Ensuite, le troisième chapitre sur les « Autochtones du Subarctique et des Prairies », et plus particulièrement la section sur « Le phénomène religieux nord-amérindien », offre un cadre théorique plutôt déroutant pour le lecteur basé au Québec. Frédéric Laugrand dans sa préface soulignait à juste titre que la focale large de l’auteure nous empêchait de voir les configurations régionales, locales et familiales. Ainsi, avec Robinaud nous apprenons que la « spiritualité nord-amérindienne » serait de substrat « animo-totémique », et que la « temporalité cyclique » des Autochtones et la « négation de substance » (Désveaux 2001) permettent l’inclusion de l’altérité par le principe d’adoption-incorporation. Si le principe d’adoption-incorporation paraît adéquat pour décrire la relation à l’altérité et donc au catholicisme (comme vu plus haut), ce qui semble plus bancal c’est le cheminement qui y mène. L’auteure construit un édifice théorique inutilement complexe qui apparaît peu adapté à la réalité de son terrain : qui semble poussé du haut vers le bas (elle ne cite que rarement ses informateurs autochtones pour étayer ses propos). Le lecteur a donc l’impression, dans cette section, de nager en pleine mer de cryptides théoriques et ethnographiques. D’autant plus que le structuralisme lévi-straussien et désveauxien de l’auteure finit par tout réduire à une opposition binaire plutôt limitante (féminin = intérieur / masculin = extérieur). Ainsi, selon Robinaud, la parenté, l’adoption ou la non-adoption du christianisme, les rapports à la mort, la relation entre les sexes, etc. seraient tous réductibles à cette opposition anhistorique.

Mais le problème le plus important – et qui englobe les précédents – est que Robinaud ne réussit à réaliser qu’une ethnographie asymétrique de la rencontre. Ce qui intéresse l’auteure ce sont beaucoup moins les perspectives autochtones que celles des religieuses missionnaires (ce qu’elle affirme elle-même en conclusion). Ainsi, si les religieuses ont des noms – du moins des pseudonymes – des affiliations à des congrégations différentes et des points de vue individuels, les Autochtones de différentes nations, eux, sont bien vite rangés dans les vocables larges de « populations nordamérindiennes » ou bien « d’Amérique du Nord autochtone » et – sans doute le pire – de « culture nord-amérindienne ». En bref, les religieuses ont des individualités et des attaches communautaires, les Autochtones n’en ont pas.

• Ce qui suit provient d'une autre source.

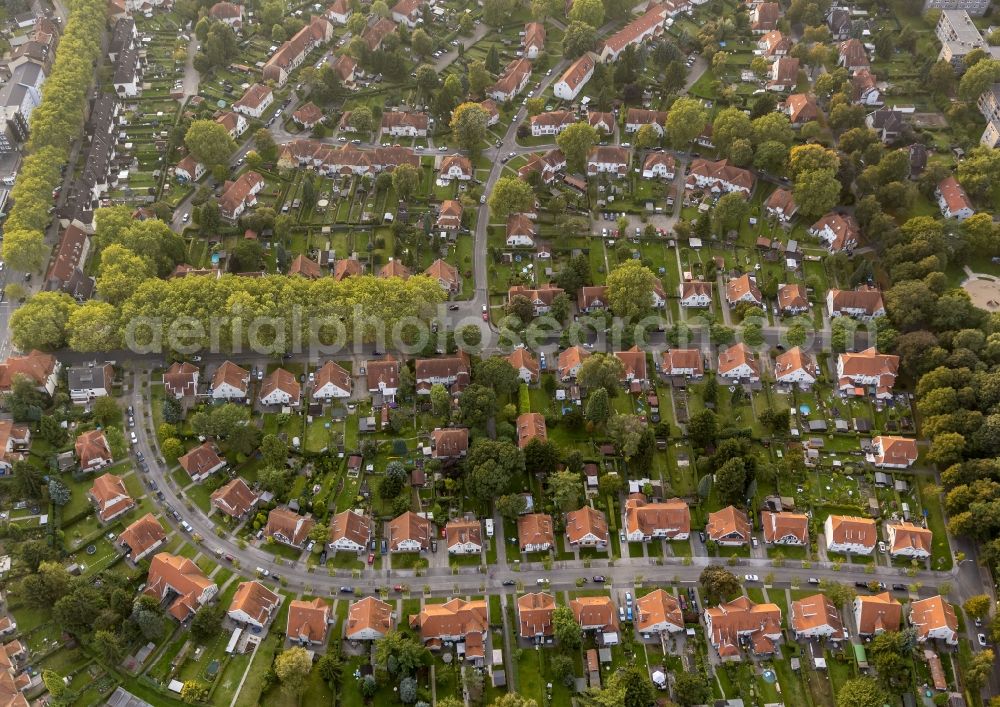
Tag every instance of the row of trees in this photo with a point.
(55, 124)
(193, 313)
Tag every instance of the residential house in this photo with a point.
(816, 617)
(40, 368)
(855, 371)
(863, 303)
(181, 380)
(737, 363)
(14, 443)
(142, 537)
(774, 44)
(180, 580)
(239, 195)
(86, 383)
(602, 121)
(876, 613)
(792, 299)
(378, 31)
(253, 605)
(308, 621)
(512, 81)
(934, 618)
(455, 167)
(534, 532)
(456, 621)
(189, 169)
(234, 123)
(796, 367)
(889, 452)
(838, 21)
(292, 53)
(350, 531)
(852, 55)
(658, 612)
(408, 12)
(740, 620)
(728, 527)
(369, 620)
(801, 108)
(288, 527)
(525, 364)
(110, 497)
(696, 294)
(608, 159)
(719, 176)
(464, 537)
(449, 442)
(864, 88)
(383, 376)
(230, 382)
(410, 533)
(785, 528)
(66, 271)
(575, 78)
(202, 461)
(633, 365)
(645, 521)
(348, 267)
(520, 231)
(592, 298)
(636, 118)
(280, 387)
(235, 499)
(784, 74)
(492, 111)
(453, 372)
(683, 362)
(764, 17)
(227, 12)
(534, 39)
(838, 231)
(445, 274)
(850, 534)
(534, 616)
(403, 124)
(540, 297)
(551, 122)
(651, 24)
(587, 527)
(743, 289)
(658, 165)
(595, 614)
(952, 200)
(254, 101)
(92, 450)
(570, 361)
(908, 540)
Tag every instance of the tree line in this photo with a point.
(55, 124)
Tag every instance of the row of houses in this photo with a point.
(24, 73)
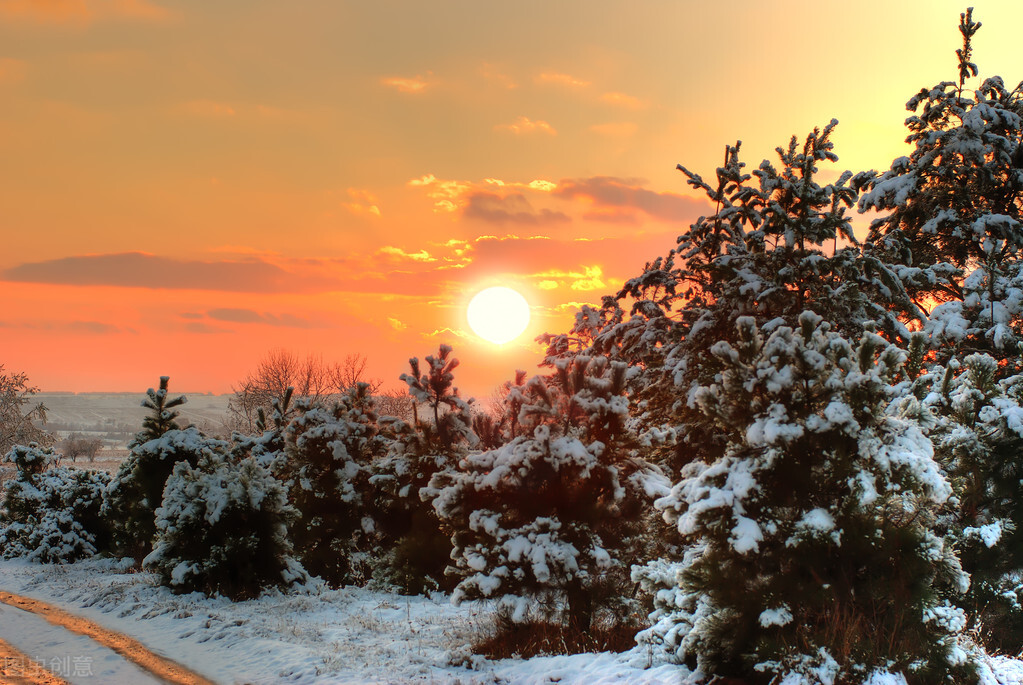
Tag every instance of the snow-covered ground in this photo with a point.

Sans parler de la deuxième thèse de l’auteure (nomenclature de parenté = degré d’incorporation du catholicisme) qui ne résisterait pas bien longtemps à une critique comparative. De plus, affirmer que « […] chez les Algonquiens dravidiens, c’est plutôt le rejet du catholicisme, ou au mieux l’acceptation de quelques fragments qui est constaté […] » (160) apparaîtra à tous ceux qui ont travaillé avec des populations de langue algonquienne comme une grossière exagération.

L’ouvrage saura donc plaire aux chercheurs en études de genre et aux étudiants en histoire et en études religieuses qui s’intéressent au rôle des religieuses missionnaires dans la propagation du christianisme et dans l’établissement et la gestion des pensionnats autochtones dans l’Ouest canadien. Il plaira cependant peut-être moins aux amérindianistes qui y trouveront sans doute une perspective nouvelle sur la rencontre entre missionnaires et Autochtones, mais moins une approche épistémologique prenant compte des discours des Autochtones – les principaux intéressés – sur les écoles résidentielles et ses impacts, ainsi que sur les raisons de leur christianisation.